Spreadsheet Upload


Template
Tab Breakdown
Column Breakdown
Upload Spreadsheet to an RO-Crate with Crate-O

Template

For collections where there are a lot of interconnected objects and files, it may be easier or preferable to add the metadata for these via uploading a spreadsheet to an existing RO-Crate in Crate-O, rather than adding these items manually. An RO-Crate metadata spreadsheet template can be downloaded below and populated with metadata specific to your collection:


ro-crate-metadata-template.xlsx


Spreadsheet upload currently only has functionality to add new data, and cannot overwrite or edit existing data in your RO-Crate.
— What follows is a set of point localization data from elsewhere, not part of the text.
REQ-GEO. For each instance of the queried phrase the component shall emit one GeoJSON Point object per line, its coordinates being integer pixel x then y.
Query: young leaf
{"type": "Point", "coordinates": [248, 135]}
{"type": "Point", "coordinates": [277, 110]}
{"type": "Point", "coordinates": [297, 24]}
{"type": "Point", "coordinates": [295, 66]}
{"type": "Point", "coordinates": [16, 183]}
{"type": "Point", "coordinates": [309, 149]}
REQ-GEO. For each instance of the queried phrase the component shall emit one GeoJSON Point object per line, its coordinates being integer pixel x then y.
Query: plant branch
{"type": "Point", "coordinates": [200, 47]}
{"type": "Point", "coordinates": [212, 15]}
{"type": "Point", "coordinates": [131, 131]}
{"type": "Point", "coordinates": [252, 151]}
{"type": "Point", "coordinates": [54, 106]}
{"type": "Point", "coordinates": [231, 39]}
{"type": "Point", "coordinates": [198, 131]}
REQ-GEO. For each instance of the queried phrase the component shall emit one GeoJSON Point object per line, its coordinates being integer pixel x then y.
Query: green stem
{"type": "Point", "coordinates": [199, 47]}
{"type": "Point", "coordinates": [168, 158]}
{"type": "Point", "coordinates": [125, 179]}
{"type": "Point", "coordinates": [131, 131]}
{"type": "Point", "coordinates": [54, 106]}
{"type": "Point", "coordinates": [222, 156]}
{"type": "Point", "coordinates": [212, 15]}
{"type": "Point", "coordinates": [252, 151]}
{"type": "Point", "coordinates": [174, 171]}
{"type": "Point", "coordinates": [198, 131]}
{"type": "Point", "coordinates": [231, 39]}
The template is based on an example data collection that contains three types of files within each object:

  • Audio files (WAV), the primary material
  • Text files (CSV), transcriptions of the audio files
  • ELAN files (EAF), linguistic annotations of the audio files

Tab Breakdown

The spreadsheet has the below tabs by default, but depending on your collection, you may need to add additional tabs, or others may not be applicable.


TabDescription
RootMetadata about the root or top level of the collection.
AuthorsMetadata about the person or organisation responsible for creating this collection.
PublishersMetadata about the organisation responsible for releasing this collection.
LicensesMetadata about the license(s) within the collection; both for the objects and files, and for the collection’s metadata.
PeopleMetadata about the people within the collection.
PlacesMetadata about the places within the collection.
LocalitiesMetadata about the geometric location data within the collection.
ObjectsMetadata about the entities within the collection that could encompass one or more files.
FilesMetadata about the files in your collection. If the collection has multiple file formats, duplicate this tab and add the formats to the tab names, e.g. csv_files, eaf_files, wav_files.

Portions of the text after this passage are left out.